The Bloomsbury Review - Jan-Feb, 2000

     A child dies, and lives are forever altered.  Not just those of the present generation, but into the next generation, and the next.  A person’s perspective changes.
     I know that as winter days go, this one glistens.  I know that the sun ignites flares on the blades of your skates, that the sky is cerulean, that silver dust sprays from the prow of your feet … I know that your figures are flawless, that you leap and land with weightless grace.
     But you see that I see almost none of this.  In these years since Anna died, your vantage point and mine have become misaligned.  My sights have dropped to a hair’s-breadth above the ground.  I gauge the ice to be only a fine cold line between exhilaration and peril.  I hover over its surface, magnifying figures in its cross-hatched crust, detecting beneath it black water that waits.
     The squeals of toddlers shatter my trance.  Their parents don’t even wrap them against the gouging wind.  I want to tell every mother and father what I learned from Anna: Life teeters on an edge as fine as the blade of a skate.  Be dutiful to your children.  Keep them warm.
     I temper my words.  But I’m shunned for even the most delicate warning.  The optimism of others terrifies me.  Is it I, alone, who knows death is just a cold breath away?

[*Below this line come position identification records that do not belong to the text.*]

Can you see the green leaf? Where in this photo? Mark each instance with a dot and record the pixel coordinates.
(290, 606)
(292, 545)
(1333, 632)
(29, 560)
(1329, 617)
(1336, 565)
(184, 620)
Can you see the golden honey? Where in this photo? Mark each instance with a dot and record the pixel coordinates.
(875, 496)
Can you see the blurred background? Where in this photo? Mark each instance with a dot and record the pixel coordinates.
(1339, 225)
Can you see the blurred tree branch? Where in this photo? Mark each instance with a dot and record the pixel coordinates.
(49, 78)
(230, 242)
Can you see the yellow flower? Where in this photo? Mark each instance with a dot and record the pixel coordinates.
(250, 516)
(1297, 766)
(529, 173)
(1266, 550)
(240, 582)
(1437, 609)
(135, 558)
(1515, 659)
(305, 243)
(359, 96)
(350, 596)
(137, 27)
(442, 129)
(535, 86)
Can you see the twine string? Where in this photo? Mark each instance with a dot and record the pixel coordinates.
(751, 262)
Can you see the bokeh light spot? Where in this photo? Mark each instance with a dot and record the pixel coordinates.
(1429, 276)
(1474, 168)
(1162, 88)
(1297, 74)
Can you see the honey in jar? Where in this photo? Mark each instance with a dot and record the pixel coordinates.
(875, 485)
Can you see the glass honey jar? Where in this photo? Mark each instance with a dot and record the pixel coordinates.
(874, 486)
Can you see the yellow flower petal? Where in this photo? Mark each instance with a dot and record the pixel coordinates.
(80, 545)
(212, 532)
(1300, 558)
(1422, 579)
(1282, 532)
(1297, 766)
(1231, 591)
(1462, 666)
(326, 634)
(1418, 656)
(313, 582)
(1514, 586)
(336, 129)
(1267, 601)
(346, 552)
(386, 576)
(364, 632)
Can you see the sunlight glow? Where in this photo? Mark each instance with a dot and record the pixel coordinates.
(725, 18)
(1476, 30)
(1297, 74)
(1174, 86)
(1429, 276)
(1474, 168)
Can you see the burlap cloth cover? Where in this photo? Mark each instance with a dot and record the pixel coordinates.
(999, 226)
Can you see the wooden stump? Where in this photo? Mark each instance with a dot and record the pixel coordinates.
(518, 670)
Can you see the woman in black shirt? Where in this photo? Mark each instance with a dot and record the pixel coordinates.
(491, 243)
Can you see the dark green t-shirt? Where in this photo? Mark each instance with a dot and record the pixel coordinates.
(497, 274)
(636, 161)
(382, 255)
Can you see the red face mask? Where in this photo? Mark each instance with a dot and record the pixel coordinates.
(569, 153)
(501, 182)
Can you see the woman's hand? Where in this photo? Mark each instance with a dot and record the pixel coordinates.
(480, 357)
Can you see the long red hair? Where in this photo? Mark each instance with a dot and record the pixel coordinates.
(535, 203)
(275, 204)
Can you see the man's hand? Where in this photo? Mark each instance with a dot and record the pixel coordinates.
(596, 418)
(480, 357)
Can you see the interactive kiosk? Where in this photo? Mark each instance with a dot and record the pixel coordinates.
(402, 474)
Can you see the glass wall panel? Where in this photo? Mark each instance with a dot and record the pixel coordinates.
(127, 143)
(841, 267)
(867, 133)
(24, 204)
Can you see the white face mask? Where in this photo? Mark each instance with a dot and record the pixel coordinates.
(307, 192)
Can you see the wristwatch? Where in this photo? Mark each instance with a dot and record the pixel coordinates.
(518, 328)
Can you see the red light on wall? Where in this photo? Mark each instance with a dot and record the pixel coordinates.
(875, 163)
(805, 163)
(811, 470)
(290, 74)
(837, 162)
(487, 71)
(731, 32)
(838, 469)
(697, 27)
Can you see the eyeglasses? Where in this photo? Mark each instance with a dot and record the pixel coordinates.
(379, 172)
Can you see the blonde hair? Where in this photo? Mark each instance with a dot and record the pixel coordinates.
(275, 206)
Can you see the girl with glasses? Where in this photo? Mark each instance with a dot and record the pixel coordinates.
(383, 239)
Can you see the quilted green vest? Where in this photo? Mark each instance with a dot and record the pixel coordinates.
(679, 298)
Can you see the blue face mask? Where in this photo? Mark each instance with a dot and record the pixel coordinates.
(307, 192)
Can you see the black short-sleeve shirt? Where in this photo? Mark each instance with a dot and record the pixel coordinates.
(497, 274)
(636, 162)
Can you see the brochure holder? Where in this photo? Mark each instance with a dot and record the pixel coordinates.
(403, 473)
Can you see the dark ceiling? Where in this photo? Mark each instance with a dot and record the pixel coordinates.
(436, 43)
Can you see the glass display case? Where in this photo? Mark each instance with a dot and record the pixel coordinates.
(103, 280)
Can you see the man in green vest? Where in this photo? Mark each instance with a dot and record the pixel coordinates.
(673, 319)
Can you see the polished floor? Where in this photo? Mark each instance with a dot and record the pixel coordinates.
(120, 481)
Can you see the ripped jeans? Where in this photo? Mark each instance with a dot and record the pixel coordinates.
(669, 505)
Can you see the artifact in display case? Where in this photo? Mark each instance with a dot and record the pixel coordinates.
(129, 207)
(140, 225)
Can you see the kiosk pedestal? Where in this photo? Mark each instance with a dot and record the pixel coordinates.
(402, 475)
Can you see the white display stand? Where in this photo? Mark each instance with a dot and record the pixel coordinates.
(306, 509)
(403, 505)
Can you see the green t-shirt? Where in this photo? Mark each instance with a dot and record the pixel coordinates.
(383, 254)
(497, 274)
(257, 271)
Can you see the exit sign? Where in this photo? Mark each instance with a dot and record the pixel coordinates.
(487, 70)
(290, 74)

     Lillian Moats, in this fictionalized memoir of three generations, first crawls into the thoughts and fears of Christianna Pemberty, her grandmother, whose oldest child died of whooping cough.  In the next chapter, into the thoughts and fears of her mother, Lisbet.  Then, into her own.  She traces with exquisite  metaphor and sensitivity the dramatic onslaught of her mental illness.  She does it with compassion for the fragile yet unbreakable threads that weave through and around their three lives.  She lays no blame.
     This is not the typical recovery narrative replete with self-absorbed sordid details, realization, and backhanded accusations.  This is a beautiful, brief book in which the reader is not told about the lives or complexes that “funneled” into her own, but rather is shown, subtly, how grief, guilt, and unassuageable fear can find and wind their way, unintentionally, through the psyches and emotions of three generations – maybe more.  Its genre, a novel written as if a journal.  Its pace, compelling.  Its images and descriptions, haunting.  Its story, human – the often unspoken but all-to-common tragedy of the death of a child, and its long reach.  Does Lillian Moats give us a way to look into the lives of our mothers and grandmothers, or fathers and grandfathers, and solve the mysteries of our lives, our foibles and successes?  Yes, I think so.  Does she offer us a rare and altered vantage point?  Yes, especially if we are willing to step softly, with empathy, into our ancestors’ biographies.
     Lillian Moats is a writer (a poet), an artist, and a filmmaker.  She is also a brave and generous woman.  Legacy of  Shadows is well worth the devotion of an afternoon or evening, curled up in your favorite chair or comfortable chaise.  Perhaps you have black-and-white family photos, in frilly gold frames or in an album with stiff black paper (and those little white corners).  Pull them out and place them nearby.